Proprioceptive sensory deficit is a common feature in Loa and Swl Dync1h1 mutations. A, Hindlimb grip strength is reduced by 52% in 13-week-old male Loa/+ mice, whereas no difference is detected in their forelimbs. *p < 0.01 (Student's t test). B, Quantitative analysis of muscle spindles demonstrates that Loa/+ mice have 86% fewer muscle spindles than WT mice. *p < 0.01 (Student's t test). C, Quantitative analysis of DRG neurons indicates that the number of DRG neurons is significantly reduced in L4 segment but not in C4 segment of Loa/+ mice. *p < 0.01 (Student's t test). D, In contrast to the ventral root (VR), the dorsal root (DR) and the sciatic nerve (SN) are markedly thinner in Swl/+ and Loa/+ mice compared with the WT littermate mice.
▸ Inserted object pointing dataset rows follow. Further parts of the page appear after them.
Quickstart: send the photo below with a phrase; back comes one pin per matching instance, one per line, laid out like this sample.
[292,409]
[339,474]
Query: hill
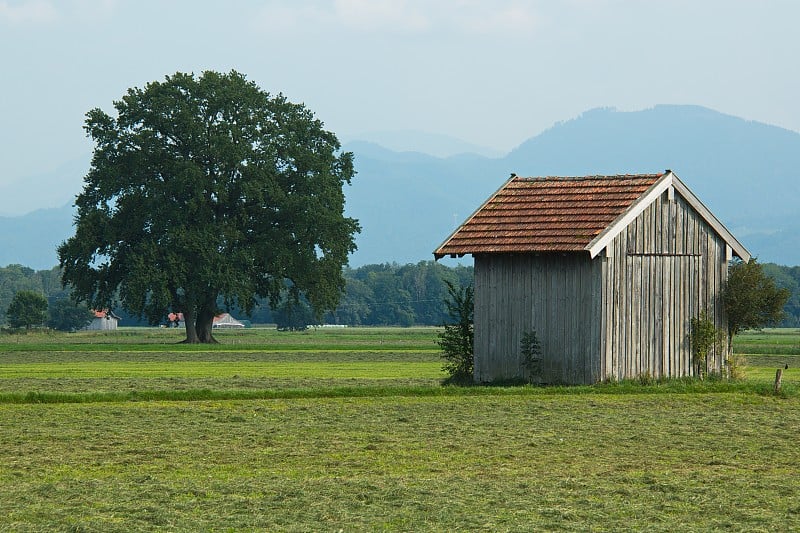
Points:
[409,201]
[744,171]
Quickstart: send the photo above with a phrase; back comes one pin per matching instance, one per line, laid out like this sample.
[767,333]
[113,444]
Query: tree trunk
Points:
[198,326]
[205,321]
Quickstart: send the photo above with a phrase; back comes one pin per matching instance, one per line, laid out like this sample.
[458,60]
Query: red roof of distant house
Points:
[550,214]
[105,313]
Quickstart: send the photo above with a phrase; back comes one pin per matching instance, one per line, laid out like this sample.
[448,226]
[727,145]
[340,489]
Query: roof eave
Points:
[669,179]
[737,247]
[604,238]
[438,254]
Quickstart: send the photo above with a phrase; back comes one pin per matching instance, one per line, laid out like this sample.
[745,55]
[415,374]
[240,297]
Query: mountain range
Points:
[408,202]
Scale bar, 100 μm. E, The H reflex is absent in Loa/+ mice (n = 4) but present in three of four WT littermates.

Figure 7.

The Swl Dync1h1 mutation does not delay disease progression in SOD1^G93A mice. A, C, E, Swl/+ × SOD1^G93A hemizygote; B, D, F, Loa/+ × SOD1^G93A hemizygote. The Kaplan–Meier survival analysis demonstrates that Swl/SOD1^G93A mice have a comparable average survival time with that of SOD1^G93A/+ mice (A), whereas the average survival time of Loa/SOD1^G93A mice is significantly delayed compared with that of SOD1^G93A/+ mice (B; p < 0.01, log-rank test for equality of survival curves). In contrast to Swl/SOD1^G93A mice (C), the body weight loss of Loa/SOD1^G93A mice is significantly delayed compared with that of SOD1^G93A/+ mice during the observation period (D; p < 0.01, Student's t test). Similarly, the motor function determined by forelimb grip strength test shows no significant difference between Swl/SOD1^G93A mice and SOD1^G93A/+ mice (E), whereas Loa/SOD1^G93A mice have a significant delay in motor dysfunction compared with that of SOD1^G93A/+ mice during the observation period (F; p < 0.01, Student's t test).